Dans la quatrième partie du journal qu’elle tient régulièrement pendant la crise du COVID-19 avec une photographie, un texte et une chanson, la photographe new-yorkaise Gaia Squarci raconte le déménagement de son colocataire et la solitude qu’elle doit soudain affronter. 


© Gaia Squarci

28 mars 2020

Tandis que je sortais de ma chambre ce matin, mes yeux encore ensommeillés se sont concentrés sur mon colocataire Ben, qui se tenait debout près de la fenêtre. Il suivait les mouvements d'une guêpe coincée entre la vitre et la moustiquaire. « Depuis combien de temps la regardes-tu? » « Je ne sais pas ». Nous avons ri et j'ai observé, pour la première fois sciemment, une guêpe épuisée. Ses mouvements étaient incroyablement lents car elle essayait de grimper le long du filet mais retombait à chaque fois. Je pouvais presque sentir le poids que ses petites pattes essayaient de soulever. Ben a finalement élaboré une stratégie pour libérer la guêpe, qui s'est envolée plus librement que nous ces jours-ci. Puis nous nous sommes assis à table pour notre dernier café du matin. 
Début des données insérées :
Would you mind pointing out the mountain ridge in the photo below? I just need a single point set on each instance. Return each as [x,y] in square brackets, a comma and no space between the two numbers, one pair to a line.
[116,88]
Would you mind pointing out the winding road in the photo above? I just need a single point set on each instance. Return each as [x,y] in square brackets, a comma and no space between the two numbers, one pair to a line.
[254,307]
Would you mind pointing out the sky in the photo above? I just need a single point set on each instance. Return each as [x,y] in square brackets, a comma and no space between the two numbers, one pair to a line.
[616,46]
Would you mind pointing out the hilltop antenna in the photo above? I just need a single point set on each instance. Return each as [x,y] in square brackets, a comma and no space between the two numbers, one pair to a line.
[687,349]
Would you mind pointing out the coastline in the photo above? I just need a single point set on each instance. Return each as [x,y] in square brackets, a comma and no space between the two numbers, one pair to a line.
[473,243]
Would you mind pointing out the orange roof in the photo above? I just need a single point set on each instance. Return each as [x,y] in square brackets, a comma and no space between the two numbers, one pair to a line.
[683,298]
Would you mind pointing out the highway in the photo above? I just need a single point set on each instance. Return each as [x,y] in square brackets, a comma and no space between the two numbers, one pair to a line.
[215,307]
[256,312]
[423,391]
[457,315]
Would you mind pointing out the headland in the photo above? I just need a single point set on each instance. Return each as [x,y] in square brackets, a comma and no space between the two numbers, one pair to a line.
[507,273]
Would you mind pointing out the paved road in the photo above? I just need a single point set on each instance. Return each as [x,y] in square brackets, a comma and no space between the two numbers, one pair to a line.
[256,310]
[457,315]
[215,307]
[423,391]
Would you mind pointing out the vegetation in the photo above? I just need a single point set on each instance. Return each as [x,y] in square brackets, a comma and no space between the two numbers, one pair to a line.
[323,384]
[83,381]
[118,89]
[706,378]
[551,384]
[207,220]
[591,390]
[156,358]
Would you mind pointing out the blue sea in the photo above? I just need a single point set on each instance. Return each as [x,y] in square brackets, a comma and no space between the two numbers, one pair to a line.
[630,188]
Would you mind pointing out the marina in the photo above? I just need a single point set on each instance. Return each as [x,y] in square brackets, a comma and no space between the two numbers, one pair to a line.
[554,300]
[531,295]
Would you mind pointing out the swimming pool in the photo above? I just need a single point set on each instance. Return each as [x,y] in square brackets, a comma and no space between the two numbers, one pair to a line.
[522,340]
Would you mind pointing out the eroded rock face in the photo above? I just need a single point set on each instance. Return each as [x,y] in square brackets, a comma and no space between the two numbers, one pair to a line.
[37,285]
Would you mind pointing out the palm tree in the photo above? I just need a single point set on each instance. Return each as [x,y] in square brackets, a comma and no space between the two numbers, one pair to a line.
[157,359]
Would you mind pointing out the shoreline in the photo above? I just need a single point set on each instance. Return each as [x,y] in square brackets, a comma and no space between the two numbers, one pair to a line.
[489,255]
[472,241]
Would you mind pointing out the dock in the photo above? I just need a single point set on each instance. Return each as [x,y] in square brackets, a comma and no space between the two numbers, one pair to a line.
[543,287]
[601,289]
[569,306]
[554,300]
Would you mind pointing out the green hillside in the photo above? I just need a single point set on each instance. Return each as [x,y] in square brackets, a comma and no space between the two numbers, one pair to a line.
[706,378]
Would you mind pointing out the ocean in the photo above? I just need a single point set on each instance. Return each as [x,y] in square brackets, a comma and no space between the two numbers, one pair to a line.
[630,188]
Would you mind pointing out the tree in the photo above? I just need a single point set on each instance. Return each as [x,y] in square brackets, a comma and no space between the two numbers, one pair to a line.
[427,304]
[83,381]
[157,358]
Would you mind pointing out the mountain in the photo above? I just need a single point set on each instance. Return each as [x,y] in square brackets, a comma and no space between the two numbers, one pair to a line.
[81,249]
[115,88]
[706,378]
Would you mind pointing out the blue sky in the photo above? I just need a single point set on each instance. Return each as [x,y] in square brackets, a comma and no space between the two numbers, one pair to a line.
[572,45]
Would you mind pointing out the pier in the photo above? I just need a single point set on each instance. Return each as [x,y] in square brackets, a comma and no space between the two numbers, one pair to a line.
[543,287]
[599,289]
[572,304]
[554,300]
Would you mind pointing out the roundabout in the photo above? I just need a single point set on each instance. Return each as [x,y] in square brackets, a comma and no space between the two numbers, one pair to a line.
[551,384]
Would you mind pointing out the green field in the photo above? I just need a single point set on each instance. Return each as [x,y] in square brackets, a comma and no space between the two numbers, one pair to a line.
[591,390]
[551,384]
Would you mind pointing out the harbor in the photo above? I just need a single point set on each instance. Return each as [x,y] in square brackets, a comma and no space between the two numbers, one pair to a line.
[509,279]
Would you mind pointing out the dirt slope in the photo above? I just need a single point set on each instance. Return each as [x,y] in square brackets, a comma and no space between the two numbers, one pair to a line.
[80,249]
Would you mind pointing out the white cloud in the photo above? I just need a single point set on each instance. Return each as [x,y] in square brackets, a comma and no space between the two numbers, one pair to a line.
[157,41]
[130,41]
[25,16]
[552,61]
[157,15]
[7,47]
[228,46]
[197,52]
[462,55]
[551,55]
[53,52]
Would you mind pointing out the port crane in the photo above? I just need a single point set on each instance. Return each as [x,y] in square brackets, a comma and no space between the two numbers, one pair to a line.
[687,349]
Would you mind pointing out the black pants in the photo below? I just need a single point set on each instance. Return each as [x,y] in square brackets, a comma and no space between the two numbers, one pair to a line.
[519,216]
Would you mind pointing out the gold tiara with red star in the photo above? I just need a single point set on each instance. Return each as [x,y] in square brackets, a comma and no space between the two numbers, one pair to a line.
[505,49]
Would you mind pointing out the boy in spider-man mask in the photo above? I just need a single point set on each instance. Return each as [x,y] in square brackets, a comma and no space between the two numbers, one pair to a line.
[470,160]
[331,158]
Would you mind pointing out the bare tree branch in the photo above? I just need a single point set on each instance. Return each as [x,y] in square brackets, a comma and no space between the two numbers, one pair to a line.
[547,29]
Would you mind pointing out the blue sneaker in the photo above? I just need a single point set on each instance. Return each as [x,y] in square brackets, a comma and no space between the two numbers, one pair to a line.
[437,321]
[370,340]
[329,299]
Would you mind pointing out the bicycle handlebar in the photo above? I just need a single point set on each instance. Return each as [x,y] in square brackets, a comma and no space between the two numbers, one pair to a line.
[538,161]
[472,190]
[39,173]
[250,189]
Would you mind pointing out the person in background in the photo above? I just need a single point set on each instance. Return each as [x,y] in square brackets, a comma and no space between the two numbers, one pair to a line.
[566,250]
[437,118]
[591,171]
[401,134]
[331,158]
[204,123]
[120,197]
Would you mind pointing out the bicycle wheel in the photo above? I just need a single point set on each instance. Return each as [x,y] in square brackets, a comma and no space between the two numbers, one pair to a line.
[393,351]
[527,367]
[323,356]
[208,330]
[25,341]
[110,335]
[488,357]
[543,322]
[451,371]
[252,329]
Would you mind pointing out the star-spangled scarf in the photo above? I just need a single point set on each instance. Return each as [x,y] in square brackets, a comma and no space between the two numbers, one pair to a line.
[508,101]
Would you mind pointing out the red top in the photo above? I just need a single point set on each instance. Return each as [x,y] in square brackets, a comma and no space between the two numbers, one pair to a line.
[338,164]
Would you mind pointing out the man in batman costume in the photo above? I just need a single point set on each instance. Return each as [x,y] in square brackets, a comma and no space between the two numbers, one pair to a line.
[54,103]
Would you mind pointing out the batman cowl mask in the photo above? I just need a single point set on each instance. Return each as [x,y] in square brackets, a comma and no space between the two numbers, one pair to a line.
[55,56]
Ben et moi avons vécu ensemble pendant cinq ans. Aujourd'hui, il a emménagé dans un nouvel appartement avec sa petite amie, car heureusement, la crise n'empêche pas toutes les bonnes choses de se produire. Ils ont recruté quelques amis pour nous aider, nous étions sept au total. Je n'avais pas vu autant de gens ensemble depuis quelques semaines. Nous portions des masques et des gants pendant que nous transportions les boîtes et les meubles dans les escaliers, essayant maladroitement de ne pas trop s’approcher physiquement des amis avec lesquels nous partagions des dîners, des soirées dansantes et des vacances. Les regards étaient plus révélateurs que d'habitude. Nos yeux devaient exprimer tout ce que nous ne disons pas habituellement avec des mots, car les masques couvraient le reste de notre visage et la nouvelle forme de normalité maintenait nos corps séparés. Je pense que nous étions tous secrètement heureux de pouvoir nous voir dans une situation qui semblait en quelque sorte acceptable, car c'était pour une bonne cause. Dans les années à venir, nous nous souviendrons de cette décision.


© Gaia Squarci

En entrant dans mon appartement à mon retour, j'ai entendu l'écho de mes pas. Beaucoup de meubles avaient disparu et la maison semblait déjà différente sans Ben. J’ai passé le week-end seule, et lundi, un jeune de 19 ans qui travaille la nuit et dort le jour prend sa place. C’est comme ça New York. J'aurais normalement pu ignorer ce moment un peu plus facilement, mais pendant une quarantaine, cela fait du bien d'être avec des amis. 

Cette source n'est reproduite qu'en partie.